The Docker Logo

I could probably assume that everyone reading this knows what Docker is, but just incase anyone has been living under a rock for the past 18 months here’s a quick introduction direct from Docker[dot]com:

Docker containers wrap up a piece of software in a complete filesystem that contains everything it needs to run: code, runtime, system tools, system libraries – anything you can install on a server. This guarantees that it will always run the same, regardless of the environment it is running in.

Useful, no?

Now, I’ve had a Rasperry Pi sat on my desk for the best part of 2 years and all I’ve got around to doing with it is installing XBMC and not displacing my Apple TV with it, so when I found out I could put Docker on it that seemed like a valuable way of wasting an afternoon…

Docker + Raspberry Pi!

From a hardware standpoint, you’ll need either a gen 1 or gen 2 Rasperry Pi, and an SD card. The glorious chaps at Hypriot have created an image that’s ready to be flashed onto your Pi.

Grab the latest image from here, and unzip it.
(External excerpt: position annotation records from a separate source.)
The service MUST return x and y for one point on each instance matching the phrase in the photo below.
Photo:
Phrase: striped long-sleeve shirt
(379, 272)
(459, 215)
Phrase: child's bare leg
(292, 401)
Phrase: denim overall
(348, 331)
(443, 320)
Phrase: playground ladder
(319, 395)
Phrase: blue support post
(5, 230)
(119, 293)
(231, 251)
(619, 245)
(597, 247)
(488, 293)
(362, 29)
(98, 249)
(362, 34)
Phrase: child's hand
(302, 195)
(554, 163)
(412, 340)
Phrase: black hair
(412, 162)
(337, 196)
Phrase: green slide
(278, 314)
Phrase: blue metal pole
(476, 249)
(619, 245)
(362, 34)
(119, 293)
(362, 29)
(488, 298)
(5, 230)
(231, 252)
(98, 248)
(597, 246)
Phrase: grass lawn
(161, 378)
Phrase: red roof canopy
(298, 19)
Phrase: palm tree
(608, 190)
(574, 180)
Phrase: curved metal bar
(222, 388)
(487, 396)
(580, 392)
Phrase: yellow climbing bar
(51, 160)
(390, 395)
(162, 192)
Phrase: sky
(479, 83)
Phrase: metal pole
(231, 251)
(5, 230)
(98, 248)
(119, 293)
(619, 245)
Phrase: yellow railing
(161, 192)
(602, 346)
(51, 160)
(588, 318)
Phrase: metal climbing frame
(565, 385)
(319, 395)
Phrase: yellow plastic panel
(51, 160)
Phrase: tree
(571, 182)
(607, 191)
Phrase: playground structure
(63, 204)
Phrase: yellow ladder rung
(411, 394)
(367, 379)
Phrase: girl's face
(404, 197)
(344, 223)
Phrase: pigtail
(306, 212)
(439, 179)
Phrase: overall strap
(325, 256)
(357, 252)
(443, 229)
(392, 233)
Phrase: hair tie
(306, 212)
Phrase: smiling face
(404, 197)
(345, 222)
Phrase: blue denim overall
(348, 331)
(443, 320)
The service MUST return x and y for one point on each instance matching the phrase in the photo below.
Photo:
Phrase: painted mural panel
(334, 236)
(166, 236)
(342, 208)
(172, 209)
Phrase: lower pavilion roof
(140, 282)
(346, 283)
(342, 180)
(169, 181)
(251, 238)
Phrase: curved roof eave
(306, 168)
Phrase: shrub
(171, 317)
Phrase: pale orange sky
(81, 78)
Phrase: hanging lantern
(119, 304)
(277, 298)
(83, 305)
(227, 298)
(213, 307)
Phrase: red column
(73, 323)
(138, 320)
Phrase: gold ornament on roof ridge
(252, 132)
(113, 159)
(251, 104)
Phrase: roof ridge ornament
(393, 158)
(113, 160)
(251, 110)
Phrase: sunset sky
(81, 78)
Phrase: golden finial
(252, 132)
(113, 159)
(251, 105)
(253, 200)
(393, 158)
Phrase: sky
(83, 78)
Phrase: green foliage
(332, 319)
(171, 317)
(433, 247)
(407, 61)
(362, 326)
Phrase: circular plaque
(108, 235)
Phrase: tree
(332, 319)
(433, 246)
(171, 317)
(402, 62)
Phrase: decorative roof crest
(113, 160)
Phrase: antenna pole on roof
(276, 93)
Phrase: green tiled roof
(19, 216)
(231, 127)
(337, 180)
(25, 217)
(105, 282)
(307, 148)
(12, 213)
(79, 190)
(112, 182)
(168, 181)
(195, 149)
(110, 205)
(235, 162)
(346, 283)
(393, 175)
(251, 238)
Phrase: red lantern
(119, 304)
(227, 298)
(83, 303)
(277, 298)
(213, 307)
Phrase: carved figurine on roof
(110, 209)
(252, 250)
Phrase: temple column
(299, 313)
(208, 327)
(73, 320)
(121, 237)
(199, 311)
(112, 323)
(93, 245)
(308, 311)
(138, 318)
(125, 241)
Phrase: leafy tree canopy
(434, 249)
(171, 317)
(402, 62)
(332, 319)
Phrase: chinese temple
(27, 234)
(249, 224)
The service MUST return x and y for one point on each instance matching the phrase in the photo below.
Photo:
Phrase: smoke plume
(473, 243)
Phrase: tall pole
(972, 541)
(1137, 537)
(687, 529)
Once that’s extracted open up your terminal app, and type diskutil list

You should see your SD card listed (it’ll probably be the smallest one), in this case it’s /dev/disk3

List of disks

To flash the image, you’ll need to unmount the SD card - diskutil unmountdisk /dev/disk3

Unmount disk

Flash the image with the following command (ensure to change file paths to ones local to your system…) -

sudo dd if =/Users/ed/Downloads/hypriot-rpi-20151115-132854.img of=/dev/disk3 bs=1m

This could take a few minutes, so go and make a coffee or eat a cookie or something while you wait… When it’s completed you should see something similar to this:

Flashed the image

Now unmount the SD card again, plug it into your Pi, and plug the Pi into the power and the network..

Give it a few minutes to boot, and then connect to your Pi via ssh. Run the following command to check that the Docker service is running - docker info

All being well you’ll see the following:

docker info

Huzzah! Now let’s grab a Docker image to prove that it works. For the purposes of this example I’m going to grab a webserver from the Hypriot Docker Hub -

docker run -d -p 80:80 hypriot/rpi-busybox-httpd

This’ll pull the image from the Docker Hub, and start it up.

docker run

You can see what containers are running with the docker ps command, but browse to the Pi’s IP address with a web browser to check the HTTP container has started and is serving web pages.

It lives!

There’s all sorts of cool things you can do with Docker on the Pi to get a grip of how it works, and if you want some fun ideas I would take a look at Jess Frazelle’s blog. There’s plenty of packaged Docker images at the Docker Hub, too, so go crazy.